Indie żądały zakazania działalności tych organizacji i wydania ich liderów. W zamachu 13 grudnia zginęło 14 osób w tym 5 zamachowców.
Musharraf ogłosił też zakaz działalności dwóch partii
muzułmańskich radykałów - sunnickiej Sipah-i-Sahaba oraz rywalizującej z nią szyickiej Tehrik-i-Jafria Pakistan .
Indie żądały od Pakistanu by ten zaprzestał tak zwanego terroryzmu granicznego - chodzi o teren graniczny przy spornej prowincji Kaszmir. Przenikali tam islamscy ekstremiści nie zgadzający się z indyjska kontrolą w prowincji.

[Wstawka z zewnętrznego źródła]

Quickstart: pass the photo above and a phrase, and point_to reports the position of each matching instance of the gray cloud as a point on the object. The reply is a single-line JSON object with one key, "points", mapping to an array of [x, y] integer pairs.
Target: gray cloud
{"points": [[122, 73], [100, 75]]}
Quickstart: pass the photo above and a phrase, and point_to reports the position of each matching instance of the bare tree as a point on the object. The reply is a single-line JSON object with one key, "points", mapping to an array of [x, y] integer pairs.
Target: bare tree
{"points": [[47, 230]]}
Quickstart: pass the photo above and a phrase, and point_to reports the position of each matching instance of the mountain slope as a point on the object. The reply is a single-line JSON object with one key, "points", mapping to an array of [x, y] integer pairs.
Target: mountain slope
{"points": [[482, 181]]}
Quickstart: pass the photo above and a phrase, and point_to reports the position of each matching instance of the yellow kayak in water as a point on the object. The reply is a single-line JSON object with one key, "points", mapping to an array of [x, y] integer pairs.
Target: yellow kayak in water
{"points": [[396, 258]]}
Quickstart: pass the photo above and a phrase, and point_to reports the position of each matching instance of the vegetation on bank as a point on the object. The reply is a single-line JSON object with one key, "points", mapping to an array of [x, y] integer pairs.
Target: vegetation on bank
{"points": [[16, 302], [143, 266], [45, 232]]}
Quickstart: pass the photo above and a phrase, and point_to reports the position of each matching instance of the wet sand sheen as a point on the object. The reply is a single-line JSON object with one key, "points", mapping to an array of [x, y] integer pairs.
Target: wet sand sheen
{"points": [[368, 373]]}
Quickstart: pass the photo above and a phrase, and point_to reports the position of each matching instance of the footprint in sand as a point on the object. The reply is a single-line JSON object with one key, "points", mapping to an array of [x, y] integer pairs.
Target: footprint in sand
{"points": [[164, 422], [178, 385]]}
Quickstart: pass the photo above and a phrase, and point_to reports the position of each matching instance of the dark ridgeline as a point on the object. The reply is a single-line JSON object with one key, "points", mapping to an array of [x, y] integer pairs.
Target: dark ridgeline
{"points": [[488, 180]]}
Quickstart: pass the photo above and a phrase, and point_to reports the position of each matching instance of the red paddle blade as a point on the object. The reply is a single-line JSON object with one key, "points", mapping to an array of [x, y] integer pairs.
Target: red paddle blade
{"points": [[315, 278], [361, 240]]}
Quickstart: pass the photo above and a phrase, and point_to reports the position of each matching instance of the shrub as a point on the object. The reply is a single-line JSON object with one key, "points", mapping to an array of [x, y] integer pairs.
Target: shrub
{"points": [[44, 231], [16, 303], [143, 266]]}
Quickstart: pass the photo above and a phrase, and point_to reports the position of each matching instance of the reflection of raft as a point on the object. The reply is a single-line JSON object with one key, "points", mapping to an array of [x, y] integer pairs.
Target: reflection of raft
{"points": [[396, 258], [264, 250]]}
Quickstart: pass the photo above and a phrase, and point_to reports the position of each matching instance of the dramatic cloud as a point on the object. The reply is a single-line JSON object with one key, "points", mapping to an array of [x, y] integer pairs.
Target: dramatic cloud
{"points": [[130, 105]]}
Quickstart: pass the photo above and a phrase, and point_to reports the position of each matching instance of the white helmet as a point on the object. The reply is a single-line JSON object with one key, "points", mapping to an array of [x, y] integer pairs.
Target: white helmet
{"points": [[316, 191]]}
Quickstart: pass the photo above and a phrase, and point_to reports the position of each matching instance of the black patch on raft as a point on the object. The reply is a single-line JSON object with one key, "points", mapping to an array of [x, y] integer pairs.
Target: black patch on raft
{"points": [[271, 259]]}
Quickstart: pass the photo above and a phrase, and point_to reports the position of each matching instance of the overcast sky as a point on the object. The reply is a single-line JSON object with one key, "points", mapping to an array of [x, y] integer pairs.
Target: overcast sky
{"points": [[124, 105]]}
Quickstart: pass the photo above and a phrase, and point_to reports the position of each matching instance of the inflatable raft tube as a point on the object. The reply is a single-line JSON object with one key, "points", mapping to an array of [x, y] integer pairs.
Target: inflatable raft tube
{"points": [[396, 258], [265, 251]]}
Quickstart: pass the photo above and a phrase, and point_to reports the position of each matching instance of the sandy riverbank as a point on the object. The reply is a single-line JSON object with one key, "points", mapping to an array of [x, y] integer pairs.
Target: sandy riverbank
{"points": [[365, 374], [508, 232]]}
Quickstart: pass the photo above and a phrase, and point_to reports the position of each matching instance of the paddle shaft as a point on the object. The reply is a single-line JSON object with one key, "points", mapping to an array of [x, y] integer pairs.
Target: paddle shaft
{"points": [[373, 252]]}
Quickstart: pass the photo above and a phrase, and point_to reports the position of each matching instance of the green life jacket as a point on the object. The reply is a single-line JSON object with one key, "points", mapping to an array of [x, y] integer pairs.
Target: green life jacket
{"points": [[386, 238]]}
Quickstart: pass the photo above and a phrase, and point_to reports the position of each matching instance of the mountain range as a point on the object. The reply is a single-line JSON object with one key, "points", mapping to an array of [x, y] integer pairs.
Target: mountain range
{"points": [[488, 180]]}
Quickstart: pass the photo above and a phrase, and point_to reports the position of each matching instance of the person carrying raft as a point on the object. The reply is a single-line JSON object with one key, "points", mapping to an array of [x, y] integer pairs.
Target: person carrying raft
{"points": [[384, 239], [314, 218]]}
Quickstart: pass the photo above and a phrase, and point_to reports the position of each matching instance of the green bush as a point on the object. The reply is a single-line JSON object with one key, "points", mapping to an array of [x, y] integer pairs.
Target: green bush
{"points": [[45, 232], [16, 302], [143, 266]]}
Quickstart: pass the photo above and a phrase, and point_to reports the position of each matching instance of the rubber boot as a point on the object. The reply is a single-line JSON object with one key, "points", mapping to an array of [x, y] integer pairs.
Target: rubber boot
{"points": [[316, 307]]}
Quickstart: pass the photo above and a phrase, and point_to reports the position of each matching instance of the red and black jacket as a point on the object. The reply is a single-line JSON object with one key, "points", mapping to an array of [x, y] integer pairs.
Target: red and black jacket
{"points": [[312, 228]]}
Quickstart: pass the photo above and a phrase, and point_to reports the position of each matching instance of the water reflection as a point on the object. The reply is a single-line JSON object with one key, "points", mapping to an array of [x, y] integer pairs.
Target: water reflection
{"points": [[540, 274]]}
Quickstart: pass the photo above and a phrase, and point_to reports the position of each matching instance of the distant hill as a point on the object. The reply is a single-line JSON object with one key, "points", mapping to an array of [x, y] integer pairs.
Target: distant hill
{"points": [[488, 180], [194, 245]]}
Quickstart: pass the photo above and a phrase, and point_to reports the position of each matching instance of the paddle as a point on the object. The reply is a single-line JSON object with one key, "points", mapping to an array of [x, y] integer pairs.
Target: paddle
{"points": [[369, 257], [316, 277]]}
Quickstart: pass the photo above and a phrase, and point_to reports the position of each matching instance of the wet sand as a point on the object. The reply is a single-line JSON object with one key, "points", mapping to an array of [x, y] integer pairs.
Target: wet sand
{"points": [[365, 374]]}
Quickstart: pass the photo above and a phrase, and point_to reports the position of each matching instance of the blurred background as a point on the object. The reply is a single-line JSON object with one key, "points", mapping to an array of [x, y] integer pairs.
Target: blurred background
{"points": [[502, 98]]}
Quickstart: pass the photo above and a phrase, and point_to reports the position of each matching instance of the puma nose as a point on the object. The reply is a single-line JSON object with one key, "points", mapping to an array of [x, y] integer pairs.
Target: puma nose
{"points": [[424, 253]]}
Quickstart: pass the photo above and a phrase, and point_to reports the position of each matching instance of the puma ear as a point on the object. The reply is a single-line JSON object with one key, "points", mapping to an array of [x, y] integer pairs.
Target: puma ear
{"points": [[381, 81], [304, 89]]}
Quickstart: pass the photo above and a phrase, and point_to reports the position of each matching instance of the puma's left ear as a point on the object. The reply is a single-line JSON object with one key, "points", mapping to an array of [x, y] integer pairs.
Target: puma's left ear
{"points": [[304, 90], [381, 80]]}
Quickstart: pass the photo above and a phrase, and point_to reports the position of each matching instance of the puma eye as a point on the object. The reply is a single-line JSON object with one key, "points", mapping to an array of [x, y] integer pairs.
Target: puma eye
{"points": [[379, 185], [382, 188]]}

Musharraf powiedział, że zamierza zwalczać ekstremizm w łonie pakistańskiego społeczeństwa i że Pakistan będzie dalej wspierał moralnie sprawę Kaszmiru. Podkreślił, że problem Kaszmiru można rozwiązać za pomoca dialogu , zgodnie z wolą ludzi tam mieszkajacych i rezolucją ONZ. To wspólna odpowiedzialność Pakistanu i Indii - podkreślił.
Armia pakistańska jest gotowa do wszelkiej ewentualnej konfrontacji - mówił i ostrzegł każdego kto przekroczy granice Pakistanu, iż musi liczyć się z odwetem.